Buenos Aires — L’Argentine a dénoncé auprès d’organisations internationales, dont les Nations unies, le renforcement du dispositif militaire britannique aux Malouines, îles disputées entre les deux pays, a indiqué lundi le ministère des Affaires étrangères argentin.

Dans un communiqué, remis notamment aux Nations unies et au groupe G77 +Chine, Buenos Aires estime que le dispositif armé britannique « génère une tension non nécessaire et injustifiée dans l’Atlantique sud, une zone caractérisée par sa vocation pacifique et libre d’armes nucléaires ».

Le communiqué a également été transmis au Marché commun du sud (Mercosur), à l’Union des nations sud-américaines (Unasur) et à la Communauté d’États latino-américains et caraïbes (Celac).

Le gouvernement de Cristina Kirchner souligne que seul un dialogue entre Buenos Aires et Londres aboutirait sur la résolution du conflit.

Long conflit

Le désaccord dure depuis plus de 182 ans et a été ravivé la semaine dernière, après l’annonce du ministre britannique de la Défense Michael Fallon de renforcer la présence militaire sur les îles, qui se trouvent à 400 km des côtes argentines.

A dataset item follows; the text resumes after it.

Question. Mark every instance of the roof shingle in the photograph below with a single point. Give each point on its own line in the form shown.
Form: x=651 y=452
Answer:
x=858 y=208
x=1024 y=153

M. Fallon avait expliqué qu’il était nécessaire de « moderniser [le] dispositif de défense » des Malouines (Falklands, en anglais), un investissement de 180 millions de livres anglaises car l’Argentine fait peser « une menace très vive ». Le ministre des Affaires étrangères argentin avait qualifié cette décision de « provocation ».

Les Malouines sont toujours revendiquées par l’Argentine plus de 30 ans après la guerre éclair qui a opposé ce pays au Royaume-Uni en 1982 pendant 74 jours, faisant quelque 900 morts : 649 soldats argentins, 255 Britanniques et trois habitants de l’île. La défaite avait précipité la chute de la junte militaire au pouvoir à Buenos Aires.